[–] TheSquibblyOne 0 points 1 point 1 point (+1|-0) ago (edited ago)
The radiation causes white pixels story was pretty weak.
Here is more of the mini-nuke going off in Yemon. There were loads of cameras pointed at the explosion and they all had those white pixels.
This study verifies that yes, cheap CCD sensors are able to detect radiation. That is after all, their purpose. A quote from the summary:
Cheap image CCD/APS image sensors could be used both in laboratory (for radiation beam imaging) and as alarm against nuclear accidents. Their main advantages are: low price, high spatial resolution and satisfactory sensitivity. Main disadvantages are: low frame rate, small sensitive area and a compression of gathered data.
EDIT: The thing I need a citation for is "only nukes have a colour temperature this high" - Note: Colour Temp. is not measured in C (or F, or K). That whole sentence doesn't make much sense to me. Also, a colour temp. of 4000 degrees is not in any sense "high". That's like, the most general of the whole range, really.
EDIT 2: Also, now the colour temperature means it was 4000 degrees Celsius? And only Nukes get this hot. So it has to be a nuke. The entire idea is predicated on the retarded assumption that Colour Temperature = Temperature (in celcius). This is nonsense.

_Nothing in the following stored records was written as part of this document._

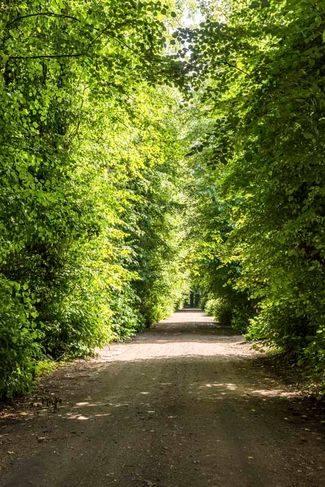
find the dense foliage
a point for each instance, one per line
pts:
(98, 208)
(89, 211)
(256, 71)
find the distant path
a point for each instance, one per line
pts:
(184, 404)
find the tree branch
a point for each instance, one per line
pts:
(43, 14)
(49, 56)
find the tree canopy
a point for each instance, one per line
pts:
(143, 154)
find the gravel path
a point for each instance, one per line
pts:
(185, 404)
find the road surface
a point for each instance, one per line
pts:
(185, 404)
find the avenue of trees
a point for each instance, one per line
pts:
(142, 155)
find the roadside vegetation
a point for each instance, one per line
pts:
(138, 147)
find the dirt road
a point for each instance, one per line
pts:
(186, 404)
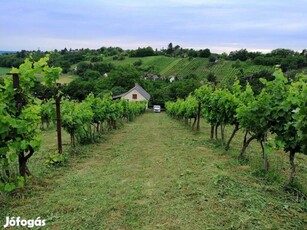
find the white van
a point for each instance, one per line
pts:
(157, 108)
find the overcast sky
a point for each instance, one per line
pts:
(220, 25)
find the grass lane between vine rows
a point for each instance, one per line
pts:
(154, 173)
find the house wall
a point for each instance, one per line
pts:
(139, 97)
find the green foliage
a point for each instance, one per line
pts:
(55, 159)
(279, 109)
(20, 116)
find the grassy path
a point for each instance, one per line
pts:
(156, 174)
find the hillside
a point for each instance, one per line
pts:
(171, 66)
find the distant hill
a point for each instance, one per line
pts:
(4, 52)
(181, 67)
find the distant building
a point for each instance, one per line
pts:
(151, 76)
(137, 93)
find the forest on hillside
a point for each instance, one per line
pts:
(115, 70)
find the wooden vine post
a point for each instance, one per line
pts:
(58, 117)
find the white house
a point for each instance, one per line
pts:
(137, 93)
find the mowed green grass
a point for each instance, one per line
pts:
(155, 173)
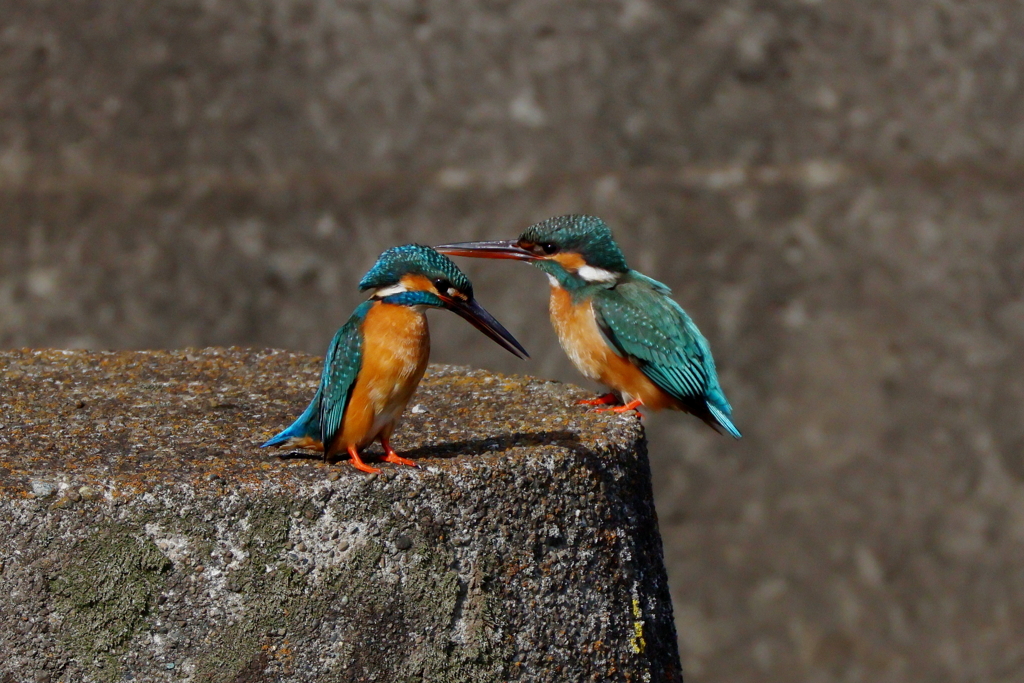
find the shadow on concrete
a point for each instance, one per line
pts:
(492, 444)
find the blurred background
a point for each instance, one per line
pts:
(832, 188)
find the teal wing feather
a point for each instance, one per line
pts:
(641, 323)
(341, 368)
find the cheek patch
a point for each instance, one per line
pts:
(569, 260)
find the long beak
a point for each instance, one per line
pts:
(485, 323)
(496, 249)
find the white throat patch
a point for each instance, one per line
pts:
(592, 274)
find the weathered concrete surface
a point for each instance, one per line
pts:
(147, 538)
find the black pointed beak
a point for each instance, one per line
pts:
(486, 324)
(496, 249)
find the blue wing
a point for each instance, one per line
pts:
(322, 419)
(641, 323)
(344, 357)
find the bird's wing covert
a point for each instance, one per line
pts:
(341, 367)
(643, 324)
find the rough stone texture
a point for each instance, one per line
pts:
(832, 188)
(147, 538)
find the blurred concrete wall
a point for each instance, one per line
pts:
(833, 189)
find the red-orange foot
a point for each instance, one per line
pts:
(632, 406)
(391, 457)
(357, 462)
(600, 400)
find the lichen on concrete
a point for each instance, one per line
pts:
(104, 591)
(525, 546)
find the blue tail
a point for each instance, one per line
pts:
(307, 426)
(722, 418)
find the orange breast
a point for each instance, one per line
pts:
(577, 328)
(395, 350)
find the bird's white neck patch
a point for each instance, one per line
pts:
(390, 291)
(592, 274)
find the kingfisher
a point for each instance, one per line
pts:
(378, 357)
(619, 327)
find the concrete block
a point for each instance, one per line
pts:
(146, 538)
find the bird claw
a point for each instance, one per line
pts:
(632, 406)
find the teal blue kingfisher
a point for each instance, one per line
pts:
(377, 359)
(617, 326)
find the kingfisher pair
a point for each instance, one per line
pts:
(619, 328)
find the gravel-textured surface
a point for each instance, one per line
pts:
(147, 538)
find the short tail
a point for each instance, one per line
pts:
(302, 430)
(282, 438)
(723, 421)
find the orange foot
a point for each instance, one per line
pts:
(391, 457)
(600, 400)
(632, 406)
(357, 462)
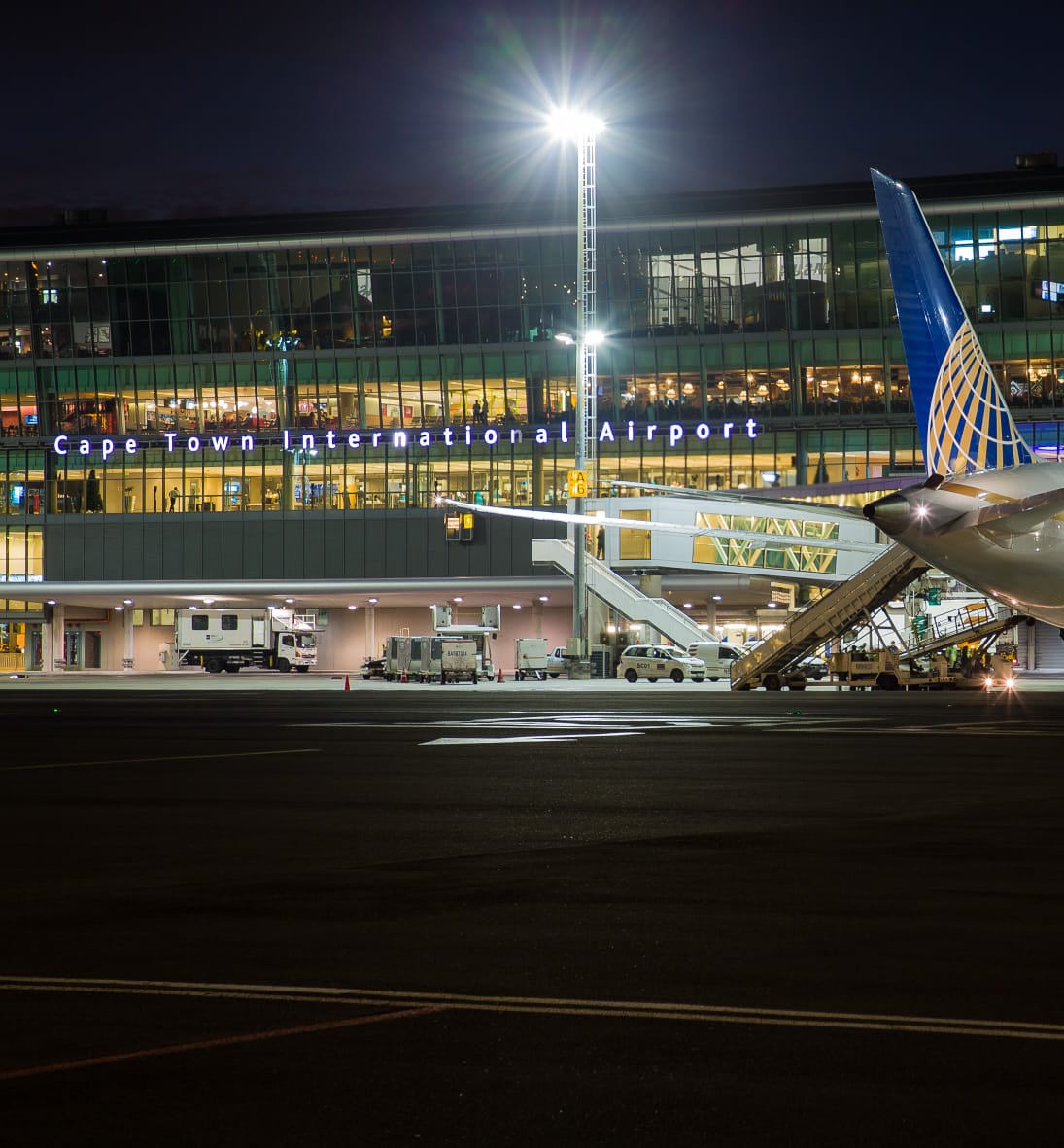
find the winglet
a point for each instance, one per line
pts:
(963, 418)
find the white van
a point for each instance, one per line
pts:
(654, 661)
(717, 657)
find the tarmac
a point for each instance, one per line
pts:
(1027, 680)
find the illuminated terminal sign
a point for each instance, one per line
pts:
(672, 433)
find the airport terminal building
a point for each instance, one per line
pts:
(265, 410)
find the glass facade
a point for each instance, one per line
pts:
(272, 374)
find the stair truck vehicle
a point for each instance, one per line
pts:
(231, 640)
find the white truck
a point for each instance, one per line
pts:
(530, 658)
(231, 640)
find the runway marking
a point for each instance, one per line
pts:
(532, 737)
(195, 1046)
(135, 761)
(411, 1002)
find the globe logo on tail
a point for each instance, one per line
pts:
(969, 427)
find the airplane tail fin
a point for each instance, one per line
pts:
(963, 418)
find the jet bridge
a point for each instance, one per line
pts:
(620, 594)
(884, 577)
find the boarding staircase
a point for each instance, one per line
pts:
(884, 577)
(619, 594)
(974, 622)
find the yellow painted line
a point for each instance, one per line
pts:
(550, 1006)
(138, 761)
(90, 1062)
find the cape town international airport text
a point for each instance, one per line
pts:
(264, 411)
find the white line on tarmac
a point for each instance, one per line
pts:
(865, 1022)
(544, 737)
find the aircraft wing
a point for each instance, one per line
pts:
(1015, 515)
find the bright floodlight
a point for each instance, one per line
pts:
(574, 124)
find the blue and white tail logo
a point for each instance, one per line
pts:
(961, 411)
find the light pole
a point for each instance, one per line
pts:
(583, 127)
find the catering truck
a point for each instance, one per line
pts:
(231, 640)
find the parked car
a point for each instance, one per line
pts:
(654, 661)
(717, 657)
(557, 663)
(814, 667)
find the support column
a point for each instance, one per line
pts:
(127, 635)
(51, 657)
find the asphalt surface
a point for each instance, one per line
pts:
(238, 913)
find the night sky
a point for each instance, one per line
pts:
(189, 110)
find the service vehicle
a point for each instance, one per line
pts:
(430, 658)
(557, 661)
(229, 640)
(530, 658)
(717, 657)
(884, 670)
(654, 661)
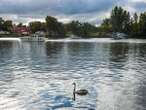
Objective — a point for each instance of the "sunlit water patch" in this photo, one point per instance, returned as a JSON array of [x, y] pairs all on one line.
[[39, 76]]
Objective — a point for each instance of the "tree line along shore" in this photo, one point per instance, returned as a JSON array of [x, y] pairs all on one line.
[[120, 20]]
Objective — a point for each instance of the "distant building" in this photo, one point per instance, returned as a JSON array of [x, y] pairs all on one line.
[[23, 30]]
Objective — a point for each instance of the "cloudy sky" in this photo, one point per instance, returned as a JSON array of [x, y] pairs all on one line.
[[92, 11]]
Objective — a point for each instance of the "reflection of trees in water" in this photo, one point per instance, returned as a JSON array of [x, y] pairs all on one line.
[[118, 52], [118, 55], [6, 49], [52, 49]]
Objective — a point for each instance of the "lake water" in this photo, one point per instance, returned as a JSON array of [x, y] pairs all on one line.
[[39, 76]]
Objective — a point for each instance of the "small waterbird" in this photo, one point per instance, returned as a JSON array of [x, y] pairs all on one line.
[[79, 92]]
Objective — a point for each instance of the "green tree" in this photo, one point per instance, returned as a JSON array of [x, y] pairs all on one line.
[[54, 28], [106, 25], [35, 26], [120, 20], [142, 23]]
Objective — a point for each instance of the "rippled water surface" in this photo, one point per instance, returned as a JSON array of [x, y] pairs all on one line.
[[39, 76]]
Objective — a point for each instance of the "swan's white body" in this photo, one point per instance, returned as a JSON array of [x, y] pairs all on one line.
[[79, 92]]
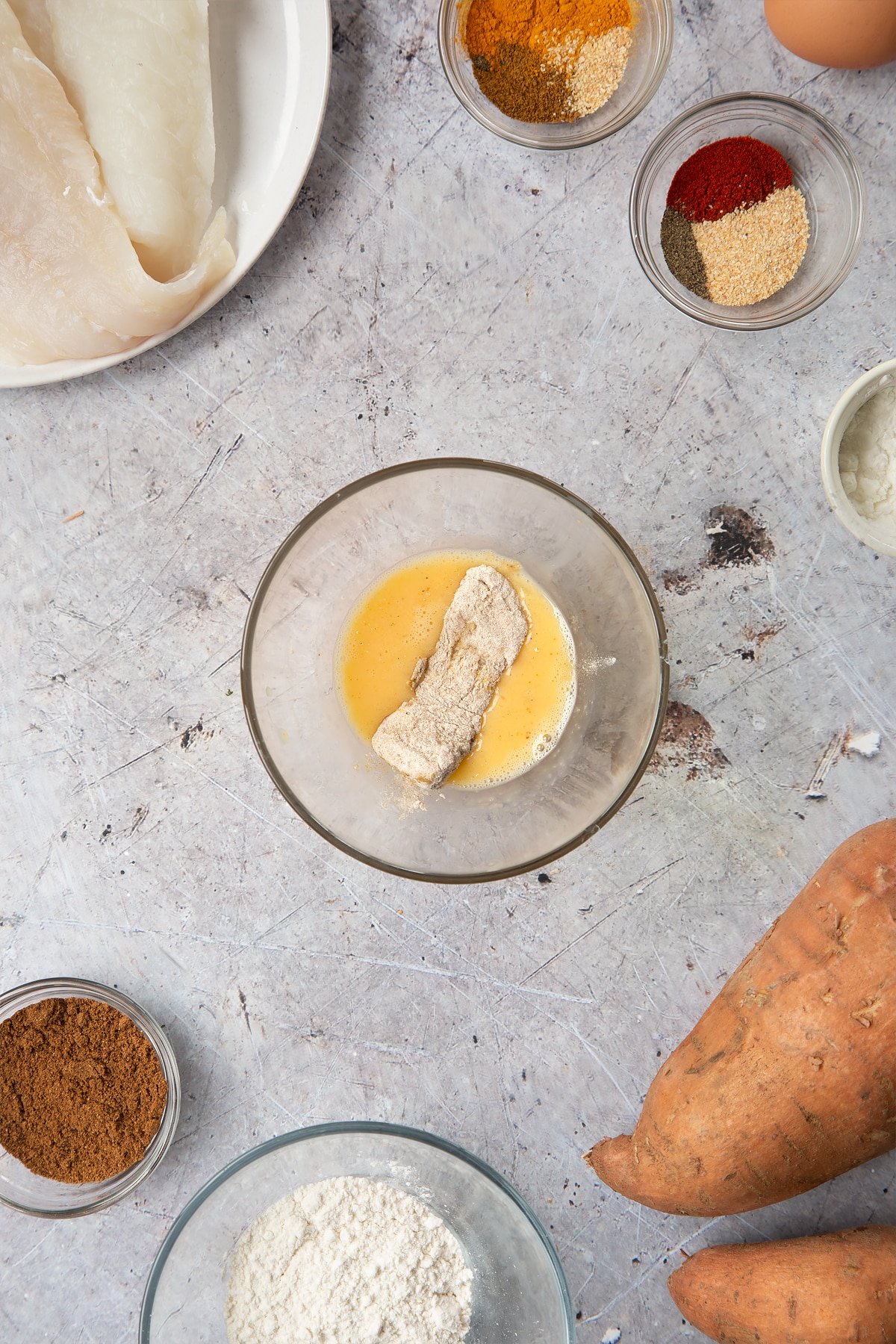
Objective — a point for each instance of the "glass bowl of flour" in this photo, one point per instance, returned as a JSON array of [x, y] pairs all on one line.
[[358, 1234], [331, 776]]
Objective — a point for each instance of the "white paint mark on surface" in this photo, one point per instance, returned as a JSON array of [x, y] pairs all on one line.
[[864, 744]]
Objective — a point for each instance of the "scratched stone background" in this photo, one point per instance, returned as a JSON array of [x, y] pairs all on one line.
[[435, 290]]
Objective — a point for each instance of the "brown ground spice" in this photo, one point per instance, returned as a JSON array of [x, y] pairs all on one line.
[[82, 1092], [519, 85]]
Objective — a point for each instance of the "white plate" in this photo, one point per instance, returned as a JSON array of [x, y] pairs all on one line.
[[270, 63]]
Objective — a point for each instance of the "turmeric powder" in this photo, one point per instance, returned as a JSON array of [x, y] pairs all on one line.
[[548, 60]]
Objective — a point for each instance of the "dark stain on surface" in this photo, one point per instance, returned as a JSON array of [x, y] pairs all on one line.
[[687, 744], [756, 638], [190, 735], [735, 538], [676, 581]]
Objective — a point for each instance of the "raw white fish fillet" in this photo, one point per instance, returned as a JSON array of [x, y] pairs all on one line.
[[72, 285], [139, 75]]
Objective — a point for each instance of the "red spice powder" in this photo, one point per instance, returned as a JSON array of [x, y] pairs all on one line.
[[727, 175]]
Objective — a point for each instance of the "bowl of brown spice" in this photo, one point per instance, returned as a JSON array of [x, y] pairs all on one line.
[[555, 74], [89, 1097]]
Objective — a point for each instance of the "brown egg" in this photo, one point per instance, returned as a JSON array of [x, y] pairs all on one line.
[[849, 34]]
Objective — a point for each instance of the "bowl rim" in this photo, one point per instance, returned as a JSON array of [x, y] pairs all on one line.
[[755, 99], [531, 140], [307, 524], [836, 426], [349, 1127], [116, 1187]]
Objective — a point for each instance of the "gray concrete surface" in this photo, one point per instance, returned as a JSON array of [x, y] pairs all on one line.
[[435, 290]]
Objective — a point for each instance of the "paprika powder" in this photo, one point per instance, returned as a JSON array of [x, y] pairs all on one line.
[[735, 228]]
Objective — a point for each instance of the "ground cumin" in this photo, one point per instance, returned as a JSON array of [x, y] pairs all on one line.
[[82, 1092], [541, 60]]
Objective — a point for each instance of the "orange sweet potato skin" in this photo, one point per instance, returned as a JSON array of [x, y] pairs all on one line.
[[833, 1289], [788, 1078]]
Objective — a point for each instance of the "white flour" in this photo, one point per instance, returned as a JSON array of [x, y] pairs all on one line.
[[348, 1261], [868, 460]]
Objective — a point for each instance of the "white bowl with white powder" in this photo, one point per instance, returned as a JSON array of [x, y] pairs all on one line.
[[859, 458], [356, 1234]]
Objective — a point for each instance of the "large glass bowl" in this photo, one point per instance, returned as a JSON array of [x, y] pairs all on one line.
[[648, 62], [824, 169], [336, 783], [31, 1194], [519, 1290]]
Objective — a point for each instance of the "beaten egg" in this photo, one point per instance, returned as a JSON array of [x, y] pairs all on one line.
[[847, 34]]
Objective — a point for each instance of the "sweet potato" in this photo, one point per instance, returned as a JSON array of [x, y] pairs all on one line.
[[788, 1078], [832, 1289]]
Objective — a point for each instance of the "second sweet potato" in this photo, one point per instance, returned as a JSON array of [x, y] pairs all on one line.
[[833, 1289], [788, 1078]]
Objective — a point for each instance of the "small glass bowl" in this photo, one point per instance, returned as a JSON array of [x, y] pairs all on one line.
[[519, 1290], [335, 781], [824, 169], [865, 529], [648, 62], [31, 1194]]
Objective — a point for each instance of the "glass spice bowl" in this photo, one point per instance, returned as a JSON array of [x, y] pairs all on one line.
[[824, 169], [27, 1192], [648, 62], [520, 1295]]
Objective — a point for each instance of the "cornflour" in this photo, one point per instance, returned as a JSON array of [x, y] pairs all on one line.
[[348, 1261]]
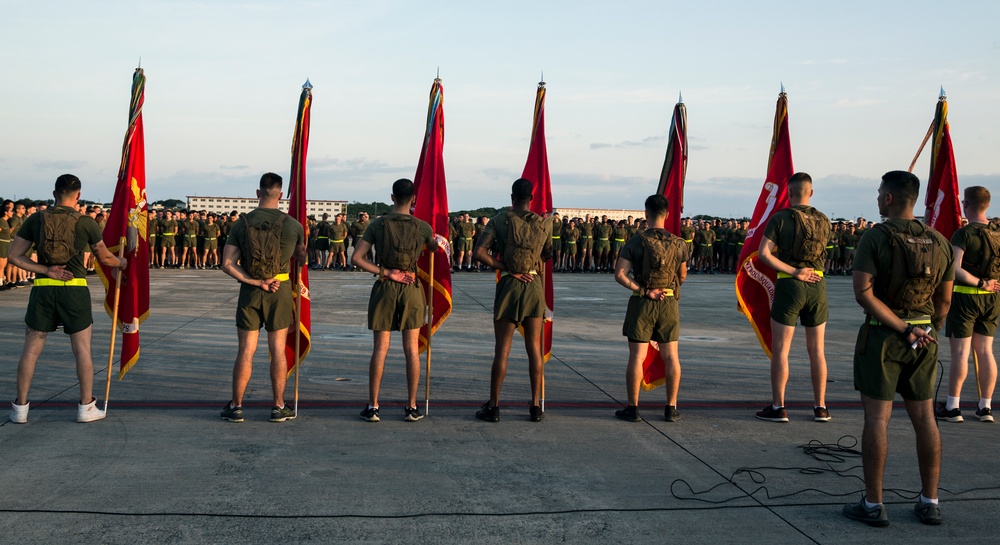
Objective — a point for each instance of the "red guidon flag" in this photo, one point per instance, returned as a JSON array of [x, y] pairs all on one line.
[[536, 169], [672, 187], [302, 325], [431, 205], [754, 280], [128, 218], [943, 212]]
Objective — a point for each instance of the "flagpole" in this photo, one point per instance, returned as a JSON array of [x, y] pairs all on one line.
[[114, 323], [298, 334], [430, 333]]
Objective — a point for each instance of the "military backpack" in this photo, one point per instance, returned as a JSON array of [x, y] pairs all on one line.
[[58, 236], [525, 239], [401, 242], [812, 231], [661, 259], [915, 271], [262, 248]]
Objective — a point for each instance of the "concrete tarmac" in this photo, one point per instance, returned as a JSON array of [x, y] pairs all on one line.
[[164, 468]]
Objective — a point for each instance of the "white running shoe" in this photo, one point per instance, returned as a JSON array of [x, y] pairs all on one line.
[[19, 413], [89, 412]]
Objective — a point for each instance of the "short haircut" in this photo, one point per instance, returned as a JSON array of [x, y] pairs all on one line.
[[402, 189], [903, 186], [796, 184], [270, 184], [657, 205], [521, 190], [66, 185], [978, 197]]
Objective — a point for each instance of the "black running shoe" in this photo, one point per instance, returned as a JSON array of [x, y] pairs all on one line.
[[280, 414], [232, 414], [953, 415], [773, 415], [628, 414], [872, 517], [487, 413], [413, 414], [928, 513]]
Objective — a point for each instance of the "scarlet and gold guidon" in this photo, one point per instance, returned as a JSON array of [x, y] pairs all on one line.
[[754, 280], [431, 205], [671, 186], [943, 212], [302, 325], [128, 219], [536, 169]]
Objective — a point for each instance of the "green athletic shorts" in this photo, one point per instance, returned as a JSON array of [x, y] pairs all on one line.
[[647, 320], [396, 307], [516, 300], [884, 364], [256, 308], [796, 299], [51, 305], [972, 313]]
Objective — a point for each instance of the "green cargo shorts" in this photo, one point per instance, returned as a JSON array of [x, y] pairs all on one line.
[[517, 301], [884, 364], [972, 313], [49, 306], [648, 320], [396, 307], [256, 308], [802, 300]]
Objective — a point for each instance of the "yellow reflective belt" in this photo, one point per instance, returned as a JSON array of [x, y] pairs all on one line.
[[668, 292], [786, 275], [971, 290], [53, 282], [924, 320], [531, 272]]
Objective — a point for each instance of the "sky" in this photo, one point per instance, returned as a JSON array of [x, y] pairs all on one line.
[[224, 77]]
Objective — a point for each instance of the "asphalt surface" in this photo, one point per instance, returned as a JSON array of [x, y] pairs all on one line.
[[164, 468]]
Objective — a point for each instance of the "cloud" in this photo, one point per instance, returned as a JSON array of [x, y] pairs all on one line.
[[59, 165], [855, 102], [649, 140]]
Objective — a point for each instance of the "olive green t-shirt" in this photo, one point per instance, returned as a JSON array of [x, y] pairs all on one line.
[[874, 255], [87, 234], [292, 234], [781, 230], [633, 251], [375, 233], [971, 242], [497, 230]]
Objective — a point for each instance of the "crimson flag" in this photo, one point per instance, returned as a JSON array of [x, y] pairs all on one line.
[[128, 219], [671, 186], [536, 169], [302, 325], [943, 212], [754, 280], [431, 205]]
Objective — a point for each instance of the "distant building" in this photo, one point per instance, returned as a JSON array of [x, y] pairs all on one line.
[[225, 205], [615, 214]]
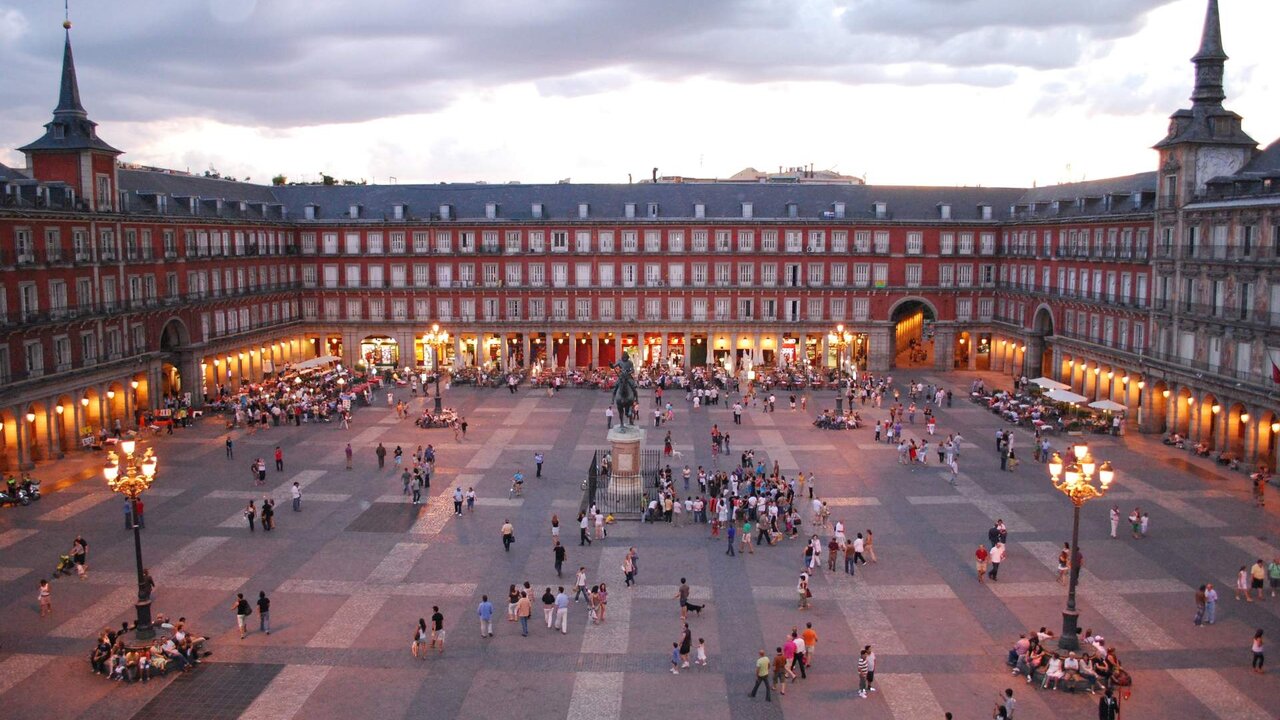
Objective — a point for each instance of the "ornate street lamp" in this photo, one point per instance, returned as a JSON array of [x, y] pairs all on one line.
[[1075, 481], [841, 338], [437, 338], [131, 478]]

[–] VictorSteinerDavion 0 points 1 point 1 point (+1|-0) ago
Nice catch, disrupting that is definitely within the scope of the acronym agencies.
Correlation doesn't equal causation, but there are so many event's happening at the same time I'm not convinced these events are not connected in some way. Even if it's a case of taking advantage of the situation type stuff.
Your analysis is worthy of it's own post, as I think it paints a much better overall picture worth thinking about, even if it is all speculation.
Given the hyper lax OHS and overall high risk operation that goes on within china it makes it a very enticing target to help these accidents along, as it's much easier to blame it as an accident if the puzzle parts are already in place.